One might be tempted to attribute this explosion in Internet-based activity to Obama’s singular appeal as a candidate or to widespread revulsion to the Bush era. But it probably has just as much to do with the basic proliferation of broadband technology in the last several years and the fast-moving transformation of the American household. (When I speak to groups about politics, I make a habit of asking how many people in the room had a high-speed Internet connection in 2004 and then how many have one now; almost invariably, the number of hands doubles on the second question.) As Hindman points out, the broadband Internet isn’t spreading at the same torrid rate now that it was earlier in the decade, but it is spreading, and more to the point, so is the tendency of Americans to incorporate it into their daily lives. It seems inevitable that my small children will cast their first political ballots on a home computer rather than in a voting booth–to do it any other way will probably seem to them as antiquated as the eight-track tape does today.
It certainly isn’t a given that our political system then will be so much better off and more inclusive then than it is now. Technology by itself isn’t an instrument of political change; the Internet is no more going to automatically deliver us a more perfect union than cable television did, with its corrosive culture of 10-second sound bites and meaningless, cotton-headed debate. It’s up to us to realize the potential of Web-based politics–by making government more transparent and online-accessible, by giving voters the kind of political dialogue that does more than depress them.
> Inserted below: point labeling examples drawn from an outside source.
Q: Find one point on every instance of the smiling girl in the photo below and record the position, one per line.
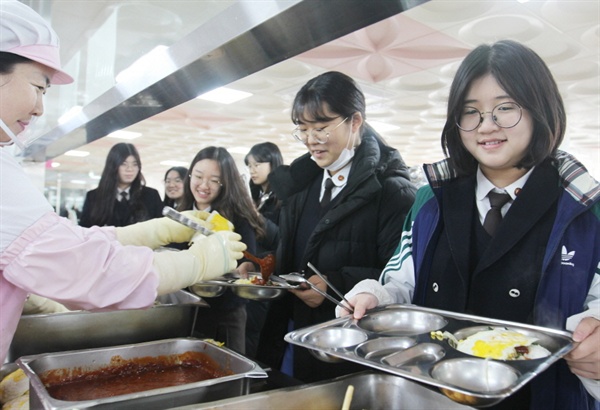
(505, 123)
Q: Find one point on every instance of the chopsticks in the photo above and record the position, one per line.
(348, 397)
(329, 297)
(349, 308)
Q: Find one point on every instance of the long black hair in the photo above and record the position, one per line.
(336, 91)
(266, 152)
(107, 188)
(526, 78)
(233, 200)
(182, 172)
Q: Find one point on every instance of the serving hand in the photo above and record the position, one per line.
(584, 359)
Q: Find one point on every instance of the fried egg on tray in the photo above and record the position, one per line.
(502, 344)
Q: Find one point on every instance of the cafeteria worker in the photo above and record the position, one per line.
(42, 253)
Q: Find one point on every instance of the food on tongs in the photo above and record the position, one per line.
(12, 387)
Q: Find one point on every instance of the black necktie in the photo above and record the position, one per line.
(494, 216)
(327, 194)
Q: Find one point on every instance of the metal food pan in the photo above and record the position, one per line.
(173, 315)
(372, 390)
(91, 359)
(399, 341)
(214, 288)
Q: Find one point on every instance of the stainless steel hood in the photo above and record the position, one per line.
(245, 38)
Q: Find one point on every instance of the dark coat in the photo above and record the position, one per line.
(148, 207)
(354, 239)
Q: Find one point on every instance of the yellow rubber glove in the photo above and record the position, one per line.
(209, 257)
(12, 386)
(160, 231)
(37, 305)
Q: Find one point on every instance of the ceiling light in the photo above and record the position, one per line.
(72, 113)
(224, 95)
(170, 163)
(75, 153)
(124, 135)
(238, 150)
(382, 127)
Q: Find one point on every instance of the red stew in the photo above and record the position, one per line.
(130, 376)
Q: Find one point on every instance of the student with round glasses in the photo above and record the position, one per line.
(534, 259)
(348, 235)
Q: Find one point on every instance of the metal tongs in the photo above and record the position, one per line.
(182, 219)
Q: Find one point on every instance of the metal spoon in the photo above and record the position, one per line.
(297, 278)
(337, 292)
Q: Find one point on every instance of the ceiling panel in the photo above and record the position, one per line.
(404, 64)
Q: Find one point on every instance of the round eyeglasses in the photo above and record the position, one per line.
(213, 183)
(321, 135)
(505, 115)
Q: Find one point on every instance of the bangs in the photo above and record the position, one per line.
(309, 108)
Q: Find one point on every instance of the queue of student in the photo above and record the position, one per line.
(347, 206)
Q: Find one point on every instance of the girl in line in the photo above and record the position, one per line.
(541, 265)
(343, 204)
(174, 178)
(215, 184)
(121, 198)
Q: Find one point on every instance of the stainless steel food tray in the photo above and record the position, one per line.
(173, 315)
(214, 288)
(397, 339)
(233, 385)
(372, 390)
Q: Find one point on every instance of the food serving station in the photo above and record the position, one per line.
(410, 367)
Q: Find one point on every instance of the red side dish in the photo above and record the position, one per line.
(130, 376)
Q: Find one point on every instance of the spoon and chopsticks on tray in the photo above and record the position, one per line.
(337, 292)
(298, 279)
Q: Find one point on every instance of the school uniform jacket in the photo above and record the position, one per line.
(554, 224)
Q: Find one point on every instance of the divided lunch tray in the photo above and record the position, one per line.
(397, 339)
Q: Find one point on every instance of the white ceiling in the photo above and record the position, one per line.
(404, 65)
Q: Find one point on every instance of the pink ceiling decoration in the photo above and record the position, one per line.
(185, 116)
(395, 47)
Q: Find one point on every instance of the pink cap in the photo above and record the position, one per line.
(26, 33)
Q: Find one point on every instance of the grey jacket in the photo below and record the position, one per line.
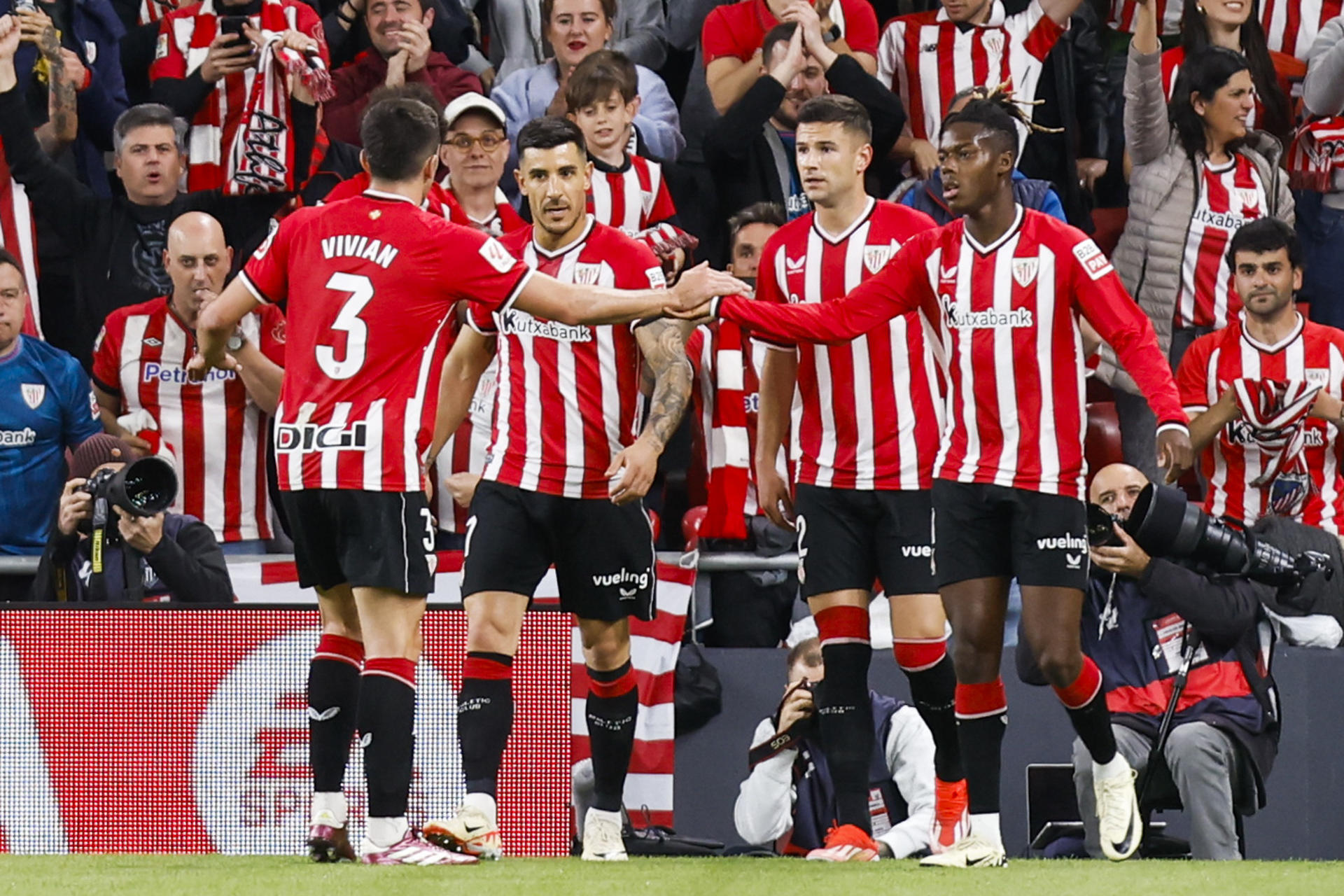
(1163, 191)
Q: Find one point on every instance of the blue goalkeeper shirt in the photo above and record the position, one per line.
(46, 406)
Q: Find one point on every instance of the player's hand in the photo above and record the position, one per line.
(1128, 559)
(632, 472)
(773, 496)
(76, 507)
(461, 488)
(797, 704)
(1175, 453)
(141, 532)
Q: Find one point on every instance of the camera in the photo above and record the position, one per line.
(1166, 524)
(143, 488)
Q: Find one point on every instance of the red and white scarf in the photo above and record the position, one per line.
(1316, 155)
(241, 137)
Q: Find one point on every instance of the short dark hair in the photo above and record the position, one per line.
(549, 133)
(783, 31)
(846, 112)
(601, 73)
(398, 136)
(1265, 235)
(144, 115)
(756, 214)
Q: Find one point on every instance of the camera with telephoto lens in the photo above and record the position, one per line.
(143, 488)
(1166, 524)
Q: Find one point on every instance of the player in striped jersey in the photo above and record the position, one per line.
(1252, 475)
(1008, 288)
(562, 485)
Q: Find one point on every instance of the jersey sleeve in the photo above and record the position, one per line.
(1119, 320)
(267, 273)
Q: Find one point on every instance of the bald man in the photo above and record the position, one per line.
(213, 431)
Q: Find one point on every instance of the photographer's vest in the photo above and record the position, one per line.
(815, 809)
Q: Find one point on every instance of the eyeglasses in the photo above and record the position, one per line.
(464, 143)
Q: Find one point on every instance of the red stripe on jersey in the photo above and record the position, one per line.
(869, 421)
(1313, 354)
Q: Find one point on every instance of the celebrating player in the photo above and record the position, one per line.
(867, 438)
(1007, 286)
(562, 485)
(371, 282)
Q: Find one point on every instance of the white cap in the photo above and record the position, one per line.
(470, 102)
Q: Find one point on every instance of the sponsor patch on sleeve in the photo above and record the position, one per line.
(1093, 260)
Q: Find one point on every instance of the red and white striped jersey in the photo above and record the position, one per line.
(1291, 26)
(1228, 197)
(370, 284)
(1312, 354)
(1008, 315)
(568, 398)
(213, 430)
(1126, 13)
(631, 198)
(926, 58)
(465, 451)
(872, 410)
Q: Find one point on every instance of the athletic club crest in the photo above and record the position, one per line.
(1025, 270)
(33, 394)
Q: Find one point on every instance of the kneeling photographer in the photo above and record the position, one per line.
(113, 540)
(1184, 648)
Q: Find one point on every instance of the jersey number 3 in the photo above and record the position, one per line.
(347, 321)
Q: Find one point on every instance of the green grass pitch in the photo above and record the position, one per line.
(258, 876)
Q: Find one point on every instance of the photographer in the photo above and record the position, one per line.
(788, 801)
(1142, 615)
(166, 556)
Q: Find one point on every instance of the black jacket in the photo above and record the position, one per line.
(741, 156)
(118, 244)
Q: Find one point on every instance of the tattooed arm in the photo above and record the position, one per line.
(663, 347)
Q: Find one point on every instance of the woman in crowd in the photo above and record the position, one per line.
(578, 29)
(1198, 174)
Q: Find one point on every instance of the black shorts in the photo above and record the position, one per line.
(603, 552)
(363, 539)
(848, 538)
(990, 531)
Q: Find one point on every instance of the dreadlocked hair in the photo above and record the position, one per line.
(996, 109)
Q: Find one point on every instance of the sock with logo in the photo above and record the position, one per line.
(933, 690)
(981, 718)
(387, 732)
(612, 706)
(332, 700)
(484, 718)
(844, 711)
(1088, 711)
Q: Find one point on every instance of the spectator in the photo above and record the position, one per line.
(788, 801)
(214, 431)
(45, 409)
(749, 609)
(733, 39)
(926, 55)
(575, 30)
(1228, 23)
(1140, 615)
(517, 42)
(90, 58)
(1198, 175)
(926, 195)
(118, 242)
(628, 191)
(401, 52)
(1317, 169)
(750, 148)
(1294, 470)
(232, 89)
(166, 556)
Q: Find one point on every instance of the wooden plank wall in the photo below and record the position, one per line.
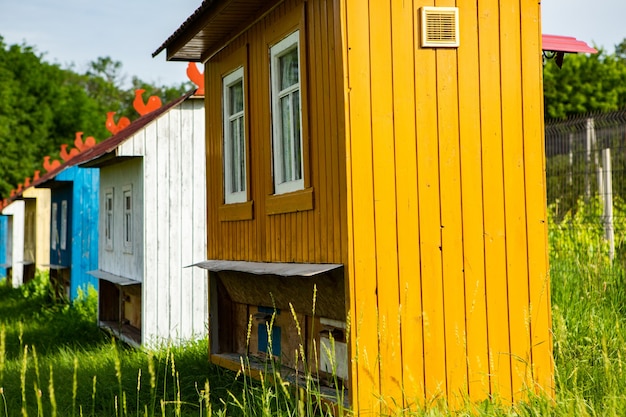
(446, 204)
(84, 224)
(117, 261)
(174, 304)
(4, 224)
(15, 211)
(317, 235)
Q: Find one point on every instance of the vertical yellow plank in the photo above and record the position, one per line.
(515, 196)
(361, 194)
(410, 286)
(471, 197)
(429, 216)
(534, 160)
(317, 122)
(494, 228)
(381, 65)
(451, 226)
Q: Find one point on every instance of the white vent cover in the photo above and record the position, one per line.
(440, 27)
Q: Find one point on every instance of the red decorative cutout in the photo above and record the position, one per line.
(65, 155)
(113, 127)
(49, 166)
(196, 77)
(80, 145)
(142, 108)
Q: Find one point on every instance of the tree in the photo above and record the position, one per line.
(43, 105)
(585, 83)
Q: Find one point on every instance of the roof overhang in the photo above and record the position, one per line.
(212, 26)
(115, 279)
(268, 268)
(556, 43)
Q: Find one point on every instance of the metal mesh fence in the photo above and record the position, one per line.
(586, 188)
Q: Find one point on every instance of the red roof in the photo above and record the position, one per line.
(555, 43)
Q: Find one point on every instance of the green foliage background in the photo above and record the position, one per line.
(585, 83)
(42, 105)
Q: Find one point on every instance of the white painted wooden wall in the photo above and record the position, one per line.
(117, 260)
(174, 166)
(16, 225)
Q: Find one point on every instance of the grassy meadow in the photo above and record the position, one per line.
(54, 361)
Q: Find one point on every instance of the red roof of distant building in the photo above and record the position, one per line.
(557, 43)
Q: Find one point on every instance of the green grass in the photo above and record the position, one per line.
(54, 361)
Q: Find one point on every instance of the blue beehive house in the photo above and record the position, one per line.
(73, 227)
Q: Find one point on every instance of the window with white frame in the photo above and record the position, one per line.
(234, 137)
(108, 219)
(63, 239)
(127, 201)
(55, 226)
(286, 114)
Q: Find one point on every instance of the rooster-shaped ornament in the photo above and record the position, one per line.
(113, 127)
(65, 155)
(80, 145)
(142, 108)
(196, 77)
(49, 166)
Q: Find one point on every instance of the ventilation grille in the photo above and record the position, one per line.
(440, 27)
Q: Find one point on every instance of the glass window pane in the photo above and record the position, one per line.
(296, 136)
(289, 69)
(240, 167)
(236, 97)
(287, 140)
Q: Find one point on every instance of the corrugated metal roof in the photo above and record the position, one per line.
(116, 279)
(268, 268)
(110, 145)
(556, 43)
(211, 26)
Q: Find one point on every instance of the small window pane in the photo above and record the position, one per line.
(289, 69)
(55, 227)
(287, 139)
(64, 224)
(296, 136)
(236, 97)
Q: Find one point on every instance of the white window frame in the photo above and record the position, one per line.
(63, 239)
(281, 48)
(108, 218)
(127, 222)
(230, 171)
(55, 226)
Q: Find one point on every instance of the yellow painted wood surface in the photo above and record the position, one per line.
(426, 175)
(446, 204)
(40, 199)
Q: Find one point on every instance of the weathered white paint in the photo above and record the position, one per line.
(174, 303)
(117, 260)
(16, 239)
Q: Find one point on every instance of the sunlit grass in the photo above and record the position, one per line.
(54, 361)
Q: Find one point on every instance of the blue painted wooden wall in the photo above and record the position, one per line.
(3, 244)
(58, 254)
(83, 225)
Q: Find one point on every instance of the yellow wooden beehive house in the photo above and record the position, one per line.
(391, 153)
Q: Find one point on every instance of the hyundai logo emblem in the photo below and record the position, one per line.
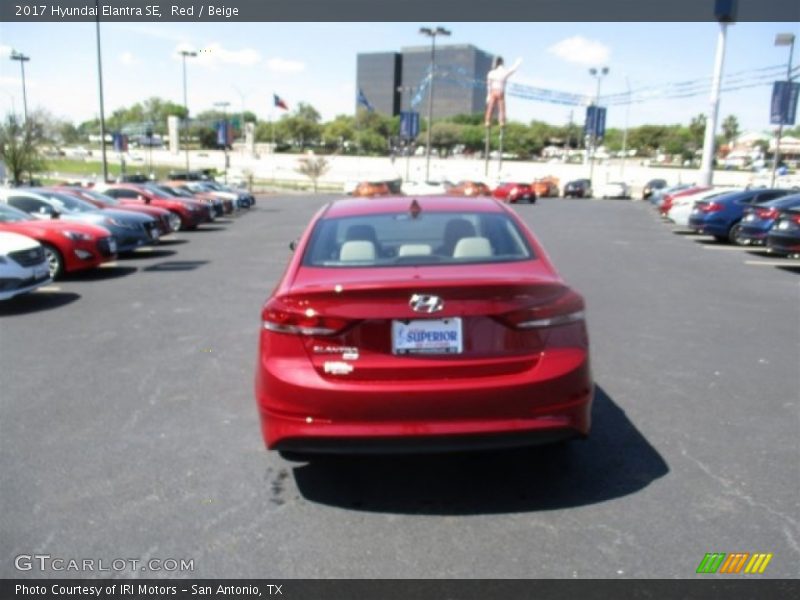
(425, 303)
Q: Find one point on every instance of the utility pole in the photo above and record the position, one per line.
(184, 54)
(432, 33)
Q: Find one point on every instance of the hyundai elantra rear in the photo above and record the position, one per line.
(435, 323)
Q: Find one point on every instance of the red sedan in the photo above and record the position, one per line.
(190, 213)
(514, 192)
(68, 245)
(167, 222)
(435, 323)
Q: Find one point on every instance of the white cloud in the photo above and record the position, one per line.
(128, 59)
(214, 55)
(578, 49)
(283, 65)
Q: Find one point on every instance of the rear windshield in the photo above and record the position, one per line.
(428, 239)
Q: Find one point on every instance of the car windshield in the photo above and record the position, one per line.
(400, 239)
(68, 203)
(100, 197)
(9, 214)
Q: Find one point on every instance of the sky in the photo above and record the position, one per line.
(315, 63)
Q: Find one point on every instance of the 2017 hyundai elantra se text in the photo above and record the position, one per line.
(435, 323)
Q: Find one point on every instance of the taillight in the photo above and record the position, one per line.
(710, 207)
(283, 318)
(767, 213)
(565, 309)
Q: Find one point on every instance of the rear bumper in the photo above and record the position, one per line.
(780, 243)
(302, 411)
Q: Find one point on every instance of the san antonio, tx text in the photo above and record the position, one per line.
(149, 590)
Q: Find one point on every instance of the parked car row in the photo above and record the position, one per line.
(768, 217)
(46, 232)
(510, 191)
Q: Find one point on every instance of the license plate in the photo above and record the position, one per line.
(427, 336)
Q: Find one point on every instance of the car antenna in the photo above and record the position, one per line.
(414, 208)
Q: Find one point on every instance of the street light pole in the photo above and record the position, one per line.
(102, 109)
(625, 132)
(409, 89)
(597, 74)
(22, 60)
(782, 39)
(224, 106)
(707, 168)
(184, 54)
(432, 33)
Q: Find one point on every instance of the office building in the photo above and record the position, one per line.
(460, 84)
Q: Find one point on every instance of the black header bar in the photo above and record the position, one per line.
(392, 10)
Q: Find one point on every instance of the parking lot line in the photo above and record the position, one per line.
(723, 247)
(774, 263)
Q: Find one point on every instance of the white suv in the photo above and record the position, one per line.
(23, 266)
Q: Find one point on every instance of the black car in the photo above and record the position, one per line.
(578, 188)
(651, 186)
(784, 237)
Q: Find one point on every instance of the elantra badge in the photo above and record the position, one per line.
(425, 303)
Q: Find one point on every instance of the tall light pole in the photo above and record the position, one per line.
(625, 131)
(432, 33)
(782, 39)
(102, 109)
(598, 74)
(707, 167)
(22, 60)
(410, 89)
(184, 54)
(224, 106)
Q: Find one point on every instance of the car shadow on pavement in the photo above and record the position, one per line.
(615, 461)
(790, 268)
(100, 273)
(36, 302)
(140, 254)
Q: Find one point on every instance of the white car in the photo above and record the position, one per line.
(682, 205)
(615, 189)
(23, 265)
(424, 188)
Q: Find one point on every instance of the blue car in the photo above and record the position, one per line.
(759, 220)
(722, 216)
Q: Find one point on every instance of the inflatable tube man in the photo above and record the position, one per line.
(496, 90)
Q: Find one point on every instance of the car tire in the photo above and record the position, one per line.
(733, 233)
(55, 261)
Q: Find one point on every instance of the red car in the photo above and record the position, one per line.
(435, 323)
(514, 192)
(68, 245)
(190, 213)
(165, 220)
(469, 188)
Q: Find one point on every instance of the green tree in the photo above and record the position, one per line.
(21, 147)
(313, 167)
(730, 129)
(697, 127)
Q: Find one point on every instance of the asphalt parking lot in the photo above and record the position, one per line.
(129, 428)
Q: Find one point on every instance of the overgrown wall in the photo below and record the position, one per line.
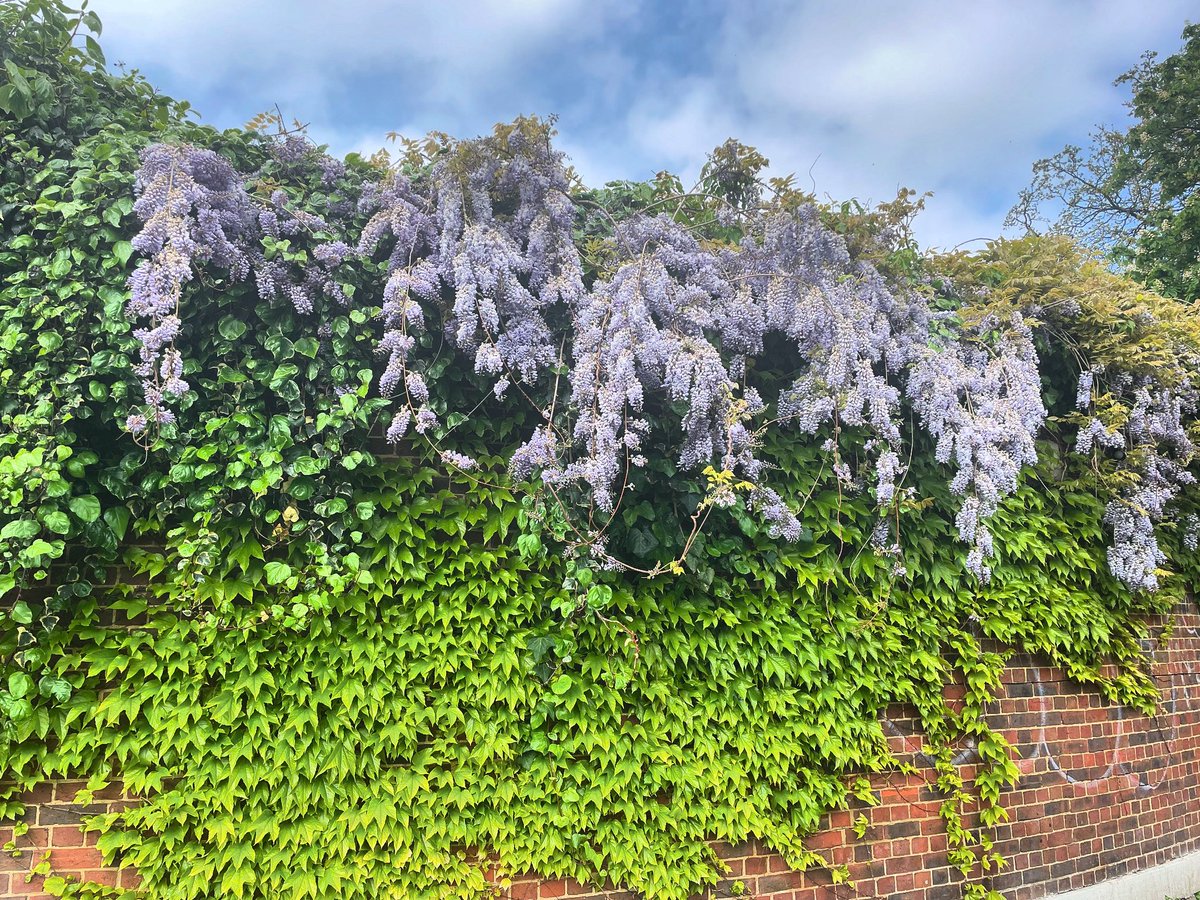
(1104, 791)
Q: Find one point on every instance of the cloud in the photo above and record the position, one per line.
(954, 97)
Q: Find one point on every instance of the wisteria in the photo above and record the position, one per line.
(196, 211)
(480, 243)
(1157, 441)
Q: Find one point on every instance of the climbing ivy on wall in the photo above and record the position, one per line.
(334, 665)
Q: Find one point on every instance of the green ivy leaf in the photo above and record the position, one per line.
(87, 508)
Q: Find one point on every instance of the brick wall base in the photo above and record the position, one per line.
(1104, 791)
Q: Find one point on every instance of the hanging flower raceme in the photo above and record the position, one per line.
(670, 335)
(195, 211)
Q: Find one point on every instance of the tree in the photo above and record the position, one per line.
(1134, 193)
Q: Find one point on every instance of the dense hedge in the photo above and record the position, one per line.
(364, 670)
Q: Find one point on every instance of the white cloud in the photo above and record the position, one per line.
(939, 95)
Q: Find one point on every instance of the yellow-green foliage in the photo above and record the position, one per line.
(443, 711)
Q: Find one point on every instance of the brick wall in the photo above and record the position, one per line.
(1104, 791)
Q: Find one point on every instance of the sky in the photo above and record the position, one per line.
(856, 99)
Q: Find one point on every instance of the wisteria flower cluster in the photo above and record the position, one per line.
(480, 244)
(196, 211)
(1156, 439)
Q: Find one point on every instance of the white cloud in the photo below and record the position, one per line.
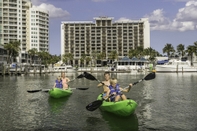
(185, 19)
(123, 19)
(54, 12)
(101, 0)
(38, 2)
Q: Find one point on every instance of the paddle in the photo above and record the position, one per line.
(91, 77)
(96, 104)
(47, 90)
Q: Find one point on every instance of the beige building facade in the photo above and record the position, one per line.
(103, 36)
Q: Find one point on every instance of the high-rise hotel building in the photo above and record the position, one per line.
(103, 36)
(22, 22)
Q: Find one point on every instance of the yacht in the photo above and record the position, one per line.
(176, 66)
(66, 68)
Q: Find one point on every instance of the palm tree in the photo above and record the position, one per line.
(67, 58)
(54, 59)
(113, 55)
(168, 49)
(88, 59)
(139, 51)
(32, 53)
(181, 49)
(132, 53)
(83, 56)
(151, 53)
(190, 50)
(13, 48)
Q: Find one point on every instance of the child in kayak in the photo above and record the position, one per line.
(58, 83)
(105, 83)
(115, 91)
(65, 81)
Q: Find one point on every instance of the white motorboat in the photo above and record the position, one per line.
(66, 68)
(176, 66)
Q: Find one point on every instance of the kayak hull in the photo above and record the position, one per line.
(59, 93)
(121, 108)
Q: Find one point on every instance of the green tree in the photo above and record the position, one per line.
(113, 55)
(132, 53)
(67, 58)
(32, 53)
(190, 50)
(181, 49)
(13, 48)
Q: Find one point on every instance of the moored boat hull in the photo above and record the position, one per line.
(121, 108)
(58, 93)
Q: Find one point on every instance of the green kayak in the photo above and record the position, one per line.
(121, 108)
(58, 93)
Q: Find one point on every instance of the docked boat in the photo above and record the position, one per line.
(121, 108)
(176, 66)
(58, 93)
(66, 68)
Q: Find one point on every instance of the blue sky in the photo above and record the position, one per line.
(171, 21)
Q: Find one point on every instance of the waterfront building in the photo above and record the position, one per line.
(103, 36)
(19, 21)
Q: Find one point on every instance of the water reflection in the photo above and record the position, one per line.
(118, 123)
(57, 105)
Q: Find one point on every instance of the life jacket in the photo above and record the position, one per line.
(59, 84)
(116, 89)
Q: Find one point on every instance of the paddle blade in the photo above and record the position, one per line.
(89, 76)
(150, 76)
(94, 105)
(33, 91)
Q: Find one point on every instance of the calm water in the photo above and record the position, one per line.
(167, 103)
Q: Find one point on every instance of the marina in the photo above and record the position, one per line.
(176, 66)
(162, 104)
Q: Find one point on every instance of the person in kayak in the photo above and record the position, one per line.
(105, 83)
(65, 81)
(115, 91)
(58, 83)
Most critically, there can be no digital democracy as long as whole swaths of the country–rural and urban, white and nonwhite–lack access to broadband technology. (According to the latest figures from the Organization for Economic Cooperations and Development, about 25 percent of Americans have broadband now, placing us behind 14 other countries globally.) While the recent stimulus package (at press time, the details were being debated in Congress) set aside billions of dollars to increase this number, the nation still has no concrete, overarching plan to ensure that lower-income Americans in both urban and rural areas aren’t left on the other side of what Bill Clinton called his “bridge to the 21st century.” Until then, any talk of the Internet as having created a more inclusive, more bottom-up kind of American politics will be illusory and premature.
Still, we’re a long way from being able to declare digital democracy a shibboleth. The idea that the Web has ultimately fallen short of its potential is a conclusion we might justifiably reach in 2018, when the New York Times has become a blog called FitToWhine.com and my friend Gina Cooper is a powerhouse lobbyist for ExxonMobil. To measure the impact of the Web on politics circa 2007, though, as professor Hindman has admirably done, is a little like having tried to account for the impact of television in 1960. (Imagine having written “The Myth of Broadcast Democracy.”) It’s worth doing, but one can hardly render a final verdict. Digital democracy isn’t necessarily a myth. It’s just not yet a reality, and those are two different things.